API.VintageData.IO

This project is an ETL (Extract, Transform, Load) pipeline designed to process match results for Vintage tournaments on Magic Online (MTGO).

See GitHub Repository.


Process

  • Extract data from a publicly maintained Google Sheet.
  • Clean & Transform tournament results, matchups, and deck information.
  • Load structured data into a PostgreSQL database.
  • Deploy a public REST API for querying match results and event information.

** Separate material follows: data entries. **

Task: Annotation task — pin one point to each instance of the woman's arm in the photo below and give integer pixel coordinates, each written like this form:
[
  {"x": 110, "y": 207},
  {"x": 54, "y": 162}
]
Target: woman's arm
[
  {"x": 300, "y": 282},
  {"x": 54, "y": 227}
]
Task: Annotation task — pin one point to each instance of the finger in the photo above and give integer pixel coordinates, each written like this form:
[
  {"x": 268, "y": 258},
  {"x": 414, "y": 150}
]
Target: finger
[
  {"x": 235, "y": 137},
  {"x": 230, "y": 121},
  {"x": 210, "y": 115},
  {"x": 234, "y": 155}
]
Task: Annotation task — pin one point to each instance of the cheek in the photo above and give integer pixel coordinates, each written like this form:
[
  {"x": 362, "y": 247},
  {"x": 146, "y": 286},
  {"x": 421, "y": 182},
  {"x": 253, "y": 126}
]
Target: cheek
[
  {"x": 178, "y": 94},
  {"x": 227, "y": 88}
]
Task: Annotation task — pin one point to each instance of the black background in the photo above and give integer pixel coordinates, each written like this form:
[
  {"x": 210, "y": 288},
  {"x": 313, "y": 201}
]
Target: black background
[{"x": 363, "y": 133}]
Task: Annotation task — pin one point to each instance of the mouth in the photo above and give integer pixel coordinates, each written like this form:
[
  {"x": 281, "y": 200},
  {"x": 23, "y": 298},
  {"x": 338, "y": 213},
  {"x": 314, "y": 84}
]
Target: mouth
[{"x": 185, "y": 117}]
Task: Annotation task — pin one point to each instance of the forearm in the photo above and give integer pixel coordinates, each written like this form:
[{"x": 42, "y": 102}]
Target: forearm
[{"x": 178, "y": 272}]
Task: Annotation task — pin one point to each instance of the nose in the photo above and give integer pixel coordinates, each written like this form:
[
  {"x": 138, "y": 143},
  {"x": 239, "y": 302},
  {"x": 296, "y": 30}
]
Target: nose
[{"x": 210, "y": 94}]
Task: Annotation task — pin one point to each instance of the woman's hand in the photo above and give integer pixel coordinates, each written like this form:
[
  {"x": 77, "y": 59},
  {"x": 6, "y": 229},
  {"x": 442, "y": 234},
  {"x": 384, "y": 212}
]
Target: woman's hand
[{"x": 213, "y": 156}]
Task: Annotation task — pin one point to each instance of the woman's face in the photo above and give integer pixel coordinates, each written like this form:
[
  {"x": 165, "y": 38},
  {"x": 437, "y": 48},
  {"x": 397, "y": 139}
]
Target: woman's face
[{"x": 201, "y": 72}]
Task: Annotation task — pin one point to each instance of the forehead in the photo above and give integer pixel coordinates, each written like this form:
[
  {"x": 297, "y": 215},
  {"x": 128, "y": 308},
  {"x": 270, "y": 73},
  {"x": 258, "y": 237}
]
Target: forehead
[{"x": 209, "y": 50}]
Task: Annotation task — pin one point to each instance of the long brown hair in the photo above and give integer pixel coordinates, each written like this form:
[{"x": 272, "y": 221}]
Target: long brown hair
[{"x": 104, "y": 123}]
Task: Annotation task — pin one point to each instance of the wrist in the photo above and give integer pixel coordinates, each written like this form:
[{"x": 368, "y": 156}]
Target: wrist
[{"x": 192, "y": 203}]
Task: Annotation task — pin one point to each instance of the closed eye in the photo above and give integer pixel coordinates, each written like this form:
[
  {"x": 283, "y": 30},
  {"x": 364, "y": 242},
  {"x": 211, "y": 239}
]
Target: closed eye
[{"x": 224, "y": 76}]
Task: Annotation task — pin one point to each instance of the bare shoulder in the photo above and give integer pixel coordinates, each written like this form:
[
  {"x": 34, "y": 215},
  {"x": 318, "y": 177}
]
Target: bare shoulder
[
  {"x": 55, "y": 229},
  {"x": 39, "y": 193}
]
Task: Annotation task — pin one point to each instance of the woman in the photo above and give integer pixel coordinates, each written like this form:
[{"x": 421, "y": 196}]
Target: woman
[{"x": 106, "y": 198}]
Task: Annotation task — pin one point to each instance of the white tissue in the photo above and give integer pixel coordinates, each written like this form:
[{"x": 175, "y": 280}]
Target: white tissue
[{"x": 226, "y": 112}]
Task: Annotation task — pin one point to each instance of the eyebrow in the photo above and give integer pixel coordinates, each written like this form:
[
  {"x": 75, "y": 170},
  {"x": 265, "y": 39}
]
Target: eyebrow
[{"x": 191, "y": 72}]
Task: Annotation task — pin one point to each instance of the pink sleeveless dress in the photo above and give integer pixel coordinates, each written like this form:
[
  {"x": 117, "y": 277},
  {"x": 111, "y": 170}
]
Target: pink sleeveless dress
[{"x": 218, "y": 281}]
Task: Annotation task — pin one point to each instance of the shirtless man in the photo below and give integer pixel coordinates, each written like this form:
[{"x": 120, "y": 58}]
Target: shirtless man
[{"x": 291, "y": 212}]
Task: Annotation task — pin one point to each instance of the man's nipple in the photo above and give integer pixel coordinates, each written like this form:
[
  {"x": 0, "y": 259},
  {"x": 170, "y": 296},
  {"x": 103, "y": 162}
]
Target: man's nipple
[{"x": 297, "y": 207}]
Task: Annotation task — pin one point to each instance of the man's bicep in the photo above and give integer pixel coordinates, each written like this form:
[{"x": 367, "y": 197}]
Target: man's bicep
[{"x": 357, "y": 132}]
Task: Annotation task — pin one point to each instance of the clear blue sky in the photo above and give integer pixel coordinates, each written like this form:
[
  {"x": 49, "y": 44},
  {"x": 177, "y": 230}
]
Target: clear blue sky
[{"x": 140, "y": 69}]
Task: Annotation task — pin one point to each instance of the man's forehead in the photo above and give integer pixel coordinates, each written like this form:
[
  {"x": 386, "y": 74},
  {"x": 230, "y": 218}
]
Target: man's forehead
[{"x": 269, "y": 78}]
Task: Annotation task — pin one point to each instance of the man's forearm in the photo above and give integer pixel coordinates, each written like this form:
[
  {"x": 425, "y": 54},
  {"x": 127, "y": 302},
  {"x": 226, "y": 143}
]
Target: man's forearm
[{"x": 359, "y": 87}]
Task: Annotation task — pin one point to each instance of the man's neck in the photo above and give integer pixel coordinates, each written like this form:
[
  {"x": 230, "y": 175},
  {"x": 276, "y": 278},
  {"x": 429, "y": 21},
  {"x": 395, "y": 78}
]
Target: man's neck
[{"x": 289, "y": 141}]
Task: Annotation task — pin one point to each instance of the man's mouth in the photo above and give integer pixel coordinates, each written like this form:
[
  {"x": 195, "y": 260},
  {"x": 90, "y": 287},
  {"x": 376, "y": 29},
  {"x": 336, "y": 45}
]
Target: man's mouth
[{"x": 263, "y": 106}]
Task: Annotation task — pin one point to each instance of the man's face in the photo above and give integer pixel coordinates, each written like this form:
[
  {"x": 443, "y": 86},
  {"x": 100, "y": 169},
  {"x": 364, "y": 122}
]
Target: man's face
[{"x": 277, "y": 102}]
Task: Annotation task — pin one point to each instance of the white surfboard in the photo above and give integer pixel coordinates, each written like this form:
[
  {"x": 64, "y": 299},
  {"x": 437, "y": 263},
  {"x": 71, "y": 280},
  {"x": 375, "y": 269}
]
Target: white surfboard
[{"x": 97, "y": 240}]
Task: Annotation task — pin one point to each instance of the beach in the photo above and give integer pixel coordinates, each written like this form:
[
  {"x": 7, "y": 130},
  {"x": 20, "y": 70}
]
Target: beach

The ETL code is stored as a Python script and scheduled to run weekly using cron on an EC2 instance. The script pulls data from a public Google Sheet, cleans and transforms it, and then loads it into a PostgreSQL database hosted on Amazon RDS.


Data Source

MTGO Vintage Metagame Data: Public Google Sheet with community-collated tournament results, matchups, and deck archetypes.


Architecture

This project is deployed in AWS using an EC2 instance and Amazon RDS (PostgreSQL) database.

Architecture

Architecture Diagram


Database Schema

The data is loaded and stored in a PostgreSQL database with the following tables:

Table Name Description
EVENTS Captures individual tournament events.
EVENT_REJECTIONS Tracks rejected events and reason text.
MATCHES Stores match results, player deck IDs, and outcomes.
MATCH_REJECTIONS Tracks rejected matches and reason text.
VALID_DECKS Classification table storing valid deck archetypes.
VALID_EVENT_TYPES Classification table containing valid event type names.
LOAD_REPORTS Logs ETL process execution details.
API_LOGGING_STATS Logs API endpoint usage statistics.

See Data Dictionary for feature definitions.

ERD

Entity-Relationship Diagram (ERD)


API Development

A REST API was developed using Flask and deployed using an EC2 instance, which is configured to serve requests through Nginx and Gunicorn. The API provides HTTP endpoints for querying processed match results and event data.

See API Documentation for API Endpoint usage instructions.